No answer has been posted to that question.
All that you've received is a comment, and comments are very different from answers. They cannot be accepted, they do not affect the reputation of the contributor, and they are frequently cleaned up by moderators.
If, as in your case, your question has been "answered" by a comment, you have a couple of choices:
You can reply to the user who posted the comment (using the @ reply syntax), inform them that their solution has solved your problem, and ask them to "promote" their comment to an actual answer. Once they've done that, you can accept their answer just as described in the Help Center and the FAQ.

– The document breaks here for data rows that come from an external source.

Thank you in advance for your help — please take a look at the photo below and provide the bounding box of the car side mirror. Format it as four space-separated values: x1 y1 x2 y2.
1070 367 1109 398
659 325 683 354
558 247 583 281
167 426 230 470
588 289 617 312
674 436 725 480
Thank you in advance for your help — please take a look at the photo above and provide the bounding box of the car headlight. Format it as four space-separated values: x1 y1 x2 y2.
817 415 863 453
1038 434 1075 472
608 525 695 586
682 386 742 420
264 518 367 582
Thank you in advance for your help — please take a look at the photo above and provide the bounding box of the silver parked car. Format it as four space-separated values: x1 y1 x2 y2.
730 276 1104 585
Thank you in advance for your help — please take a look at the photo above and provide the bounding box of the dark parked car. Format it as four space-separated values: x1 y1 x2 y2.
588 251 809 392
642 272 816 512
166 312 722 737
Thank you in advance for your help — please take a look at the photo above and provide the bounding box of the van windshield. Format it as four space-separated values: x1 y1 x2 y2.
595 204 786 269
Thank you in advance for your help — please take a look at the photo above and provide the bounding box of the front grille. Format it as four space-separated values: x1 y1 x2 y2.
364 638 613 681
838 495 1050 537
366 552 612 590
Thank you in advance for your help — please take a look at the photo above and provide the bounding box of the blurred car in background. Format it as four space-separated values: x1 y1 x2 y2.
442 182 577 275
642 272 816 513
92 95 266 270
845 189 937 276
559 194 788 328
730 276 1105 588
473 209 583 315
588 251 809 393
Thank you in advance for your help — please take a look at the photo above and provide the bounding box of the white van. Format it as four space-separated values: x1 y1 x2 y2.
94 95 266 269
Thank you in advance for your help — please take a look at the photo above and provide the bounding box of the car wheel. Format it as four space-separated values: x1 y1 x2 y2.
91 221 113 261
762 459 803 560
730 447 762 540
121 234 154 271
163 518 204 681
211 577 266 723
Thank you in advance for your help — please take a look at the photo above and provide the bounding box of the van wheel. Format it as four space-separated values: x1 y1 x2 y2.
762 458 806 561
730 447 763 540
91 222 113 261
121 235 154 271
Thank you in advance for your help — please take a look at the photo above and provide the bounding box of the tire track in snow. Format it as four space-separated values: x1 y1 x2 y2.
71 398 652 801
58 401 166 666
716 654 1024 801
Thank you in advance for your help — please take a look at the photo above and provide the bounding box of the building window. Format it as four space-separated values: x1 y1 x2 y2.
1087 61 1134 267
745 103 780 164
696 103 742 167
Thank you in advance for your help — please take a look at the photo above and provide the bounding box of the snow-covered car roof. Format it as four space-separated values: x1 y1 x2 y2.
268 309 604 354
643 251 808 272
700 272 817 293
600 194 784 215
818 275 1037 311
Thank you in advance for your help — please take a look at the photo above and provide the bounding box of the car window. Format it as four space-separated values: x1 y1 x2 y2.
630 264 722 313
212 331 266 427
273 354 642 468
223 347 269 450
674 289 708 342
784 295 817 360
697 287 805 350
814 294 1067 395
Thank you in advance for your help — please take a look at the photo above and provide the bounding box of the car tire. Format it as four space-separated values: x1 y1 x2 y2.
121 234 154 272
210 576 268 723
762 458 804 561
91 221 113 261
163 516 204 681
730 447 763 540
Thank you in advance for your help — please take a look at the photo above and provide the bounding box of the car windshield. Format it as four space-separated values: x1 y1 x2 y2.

If you have some additional information or code that you can add to the comment, or if you've asked the user who posted the comment to post an answer but they haven't done so within a day or two, you can post an answer yourself. Answering your own question is totally encouraged; it shows that you're an active participant and able to solve problems yourself. There are some restrictions on new users accepting their own answer to avoid poor sportsmanship, but after 8 hours, you can acccept it just like any other. And you should do so! After all, it is the answer and it best solved your problem.
If you do not think the answer to your question would ever be useful to anyone else in the future of the Internet, you can simply delete it. Questions can be deleted by the original poster until they have received at least one upvoted answer. But you should use this power very sparingly: our goal is to build up a comprehensive database of high-quality answers to a diverse array of programming questions. Deleting questions with a correct answer is counter-productive to that goal. Only delete questions where the answer is something like "oops, you made a typo".
A feature to "accept" a comment as if it were an answer has been proposed numerous times, but extensive discussion has concluded that it is not a good idea. It would be encouraging the wrong thing. We want people to post answers, not comments.